NEW YORK: The US dollar climbed against the euro and sterling on Wednesday, starting the new year on a strong footing, but fell against the safe-haven Japanese yen as investors remained wary of slowing global growth and volatile equity markets.
The euro fell 0.9 per cent against the US dollar, following weak manufacturing data from Spain, France, Italy, and Germany.
“Data out of the euro area this morning was generally on the softer side,” said Eric Viloria, FX strategist at Credit Agricole in New York.
Factory activity weakened across much of Europe and Asia in December as the US-China trade war and a slowdown in demand hit production in many economies, offering little reason for optimism as the new year began.

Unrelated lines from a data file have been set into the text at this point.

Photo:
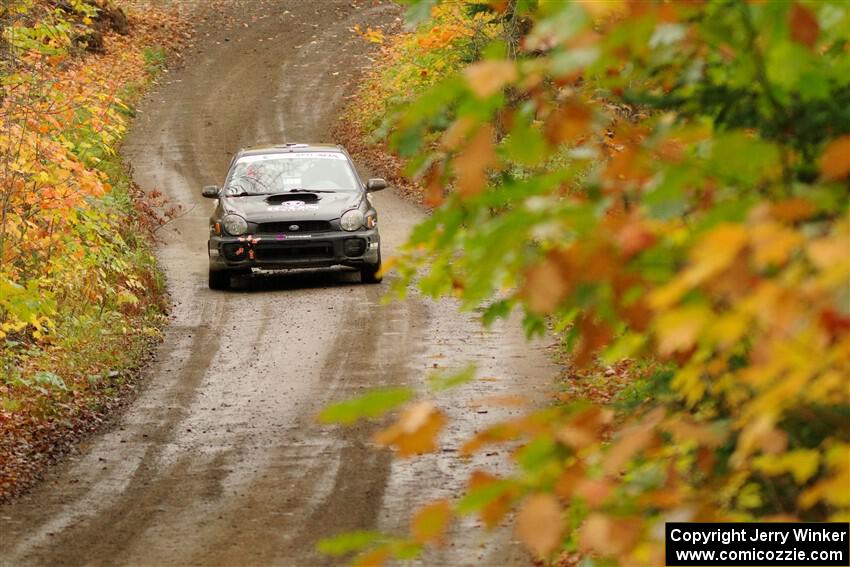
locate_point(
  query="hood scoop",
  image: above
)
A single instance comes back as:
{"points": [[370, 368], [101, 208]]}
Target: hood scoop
{"points": [[286, 197]]}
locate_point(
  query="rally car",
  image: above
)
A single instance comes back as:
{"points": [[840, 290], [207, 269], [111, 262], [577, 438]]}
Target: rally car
{"points": [[293, 206]]}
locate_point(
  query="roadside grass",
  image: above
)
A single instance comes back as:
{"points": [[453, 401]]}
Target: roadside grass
{"points": [[62, 375], [156, 59]]}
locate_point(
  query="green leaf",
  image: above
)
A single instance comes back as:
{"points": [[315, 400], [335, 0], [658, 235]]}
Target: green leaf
{"points": [[370, 405], [525, 145], [348, 542]]}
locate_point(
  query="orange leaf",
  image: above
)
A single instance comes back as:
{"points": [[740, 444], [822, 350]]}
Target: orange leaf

Traders expect the single currency to remain under pressure as both growth and inflation in the eurozone remain below the European Central Bank’s expectations.
Sterling fell 1.1pc, partially reversing some of the gains notched earlier this week, as strong factory surveys failed to dispel growing concerns over Brexit negotiations.
While the dollar was relatively stable going into the end of 2018, a flagging equity market boom, waning cash repatriation by US companies, and the possibility that the US Federal Reserve will not raise interest rates as many times as it previously signalled now pose challenges for the greenback.
In a cautious start to the year, traders in the currency markets punished perceived riskier currencies such as the Australian dollar and the euro, while lifting the yen to a fresh seven-month high versus the dollar.
Against the yen, which tends to benefit during geopolitical or financial stress as Japan is the world’s biggest creditor nation, the dollar was 0.36pc lower.
China’s factory activity contracted for the first time in 19 months in December as domestic and export orders continued to weaken, a private survey showed.
The Australian dollar, whose fortunes largely depend on the Chinese economy to which Australia sends a bulk of its commodities, fell 0.9pc.